G20 Meeting Takes Place In Bali

President Xi Jinping of China attends a working session on food and energy security during the G20 Summit on November 15, 2022 in Nusa Dua, Indonesia. (Photo by Leon Neal/Getty Images,)

EDITOR’S NOTE: This report was updated 2/3/23 at 9:00 am ET to include comments from the Chinese Foreign Ministry about what it called a “civilian” research balloon having flown off course.

WASHINGTON — A high-altitude surveillance balloon, suspected to be from China, is currently floating above the northern United States, the Pentagon said in a stunning admission today.

“The balloon is currently traveling at an altitude well above commercial air traffic and does not present a military or physical threat to people on the ground,” Pentagon Spokesman Brig Gen Patrick Ryder told reporters. He noted that the US government and the North American Aerospace Defense Command (NORAD), are closely tracking the balloon’s flight path.

A senior defense official subsequently told reporters that Washington believes this surveillance balloon, which flew over Montana Wednesday, is from China and said Washington has been in contact with Beijing through “multiple channels,” including the embassy here.

RELATED: US tops China but will need to use everything in the cupboard, Marine commandant says

On Friday, a spokesperson for the Chinese Foreign Ministry acknowledged the balloon was Chinese, but called it a “civilian airship used for research, mainly meteorological, purposes.”

“Affected by the Westerlies and with limited self-steering capability, the airship deviated far from its planned course,” the spokesperson said. “The Chinese side regrets the unintended entry of the airship into US airspace due to force majeure. The Chinese side will continue communicating with the US side and properly handle this unexpected situation caused by force majeure.”

On Thursday, the senior US official indicated it wasn’t the first time the US has responded to balloon incidents.

“Instances of this kind of balloon activity have been observed previously over the past several years,” the official said. “Once the balloon was detected, the US government acted immediately to protect against the collection of sensitive information.”
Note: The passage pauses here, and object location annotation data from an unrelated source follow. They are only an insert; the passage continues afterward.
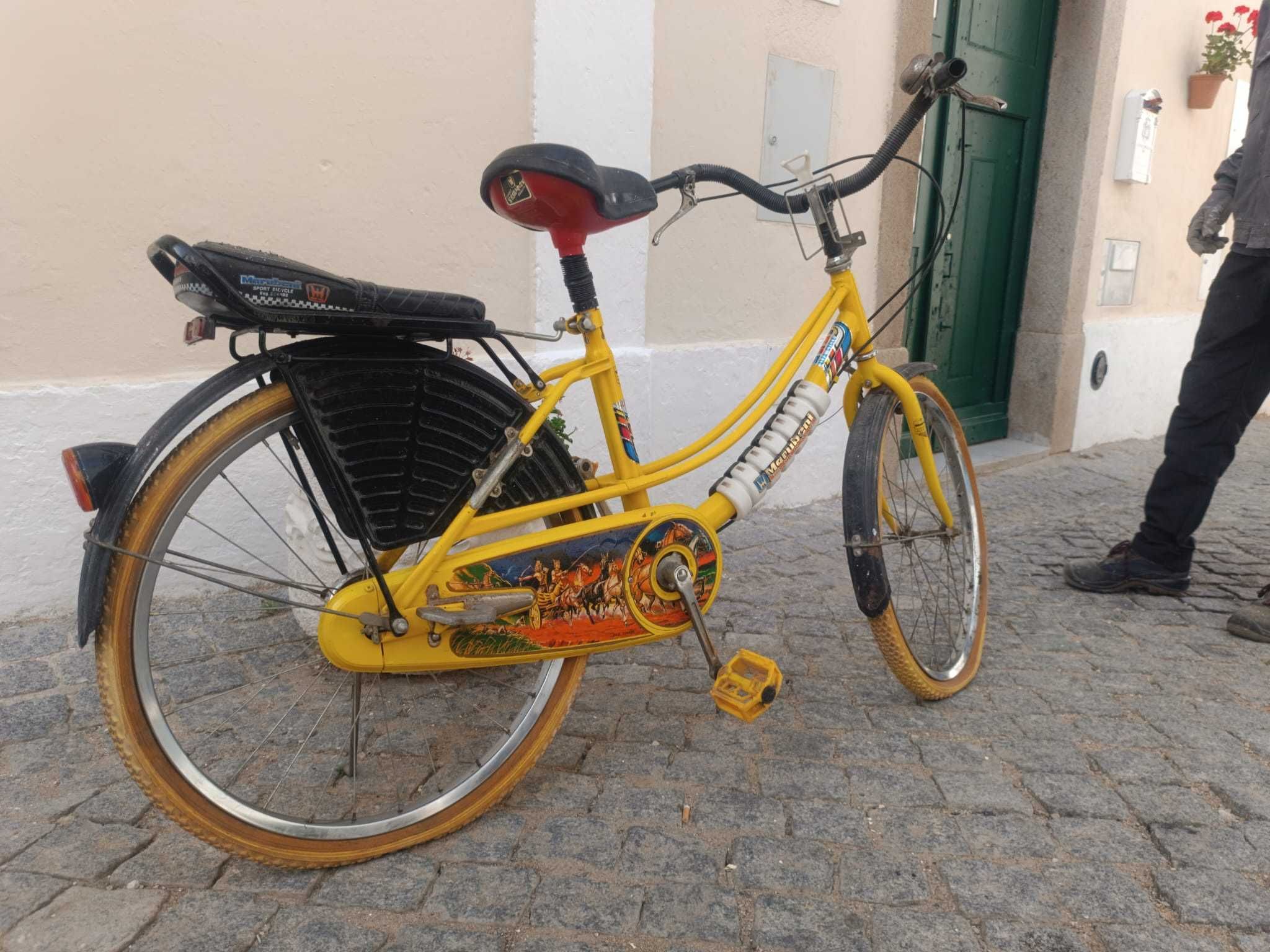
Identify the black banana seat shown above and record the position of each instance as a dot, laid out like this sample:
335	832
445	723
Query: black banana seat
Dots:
241	288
The US has moved to shield sites from the “collection of sensitive information” and on Wednesday mobilized assets including F-22 stealth fighters in case the decision was made to shoot the balloon down. But the that senior defense official said the Pentagon does not currently intend to blast it out of the sky and risk falling debris hitting civilians on the ground. 

“We had been looking at whether there was an option yesterday over some sparsely populated areas in Montana, but we just couldn’t buy down the risk enough to feel comfortable recommending shooting it down yesterday,” the senior defense official added. 

As for the balloon’s payload, that official said it is not “revolutionary” but declined to go into detail. What is different from past instances is the altitude it is flying at and the “extended” period of time it has been over the continental United States. 

The official also didn’t describe the previous incidents of balloon sightings, but today’s ordeal recalls an incident from last February when Indo-Pacific Command “detected a high-altitude object floating in air in the vicinity of the Hawaiian Islands” and the military launched fighter aircraft to identify it.

Beijing is hardly be alone in exploring the upper regions of the atmosphere for surveillance purposes. Last July the CEO of World View Enterprises, which makes stratospheric balloons for intelligence, surveillance and reconnaissance, told Breaking Defense his firm was “having discussions” with the US Army’s Pacific Command about its need for “operationalizing the stratosphere.”

The Army has also experimented with ultra-high-altitude unmanned drones for surveillance, like the spindly Zephyr made by Airbus. That craft set endurance flight records — partly because the Army couldn’t bring it down — before it apparently crash landed in August 2022.

And last month French military officials revealed that they, too, are looking to exploit the “higher airspace.” At some extreme heights, one French official said, engines have issues, “but today technology allows sensor-carrying balloons, for example, to use this space. Do we really want a balloon sent up by a hostile force sitting above Paris and watching our every move and be unable to deal with it?”

It appears the White House and the Pentagon have been forced to entertain a similar a thought today.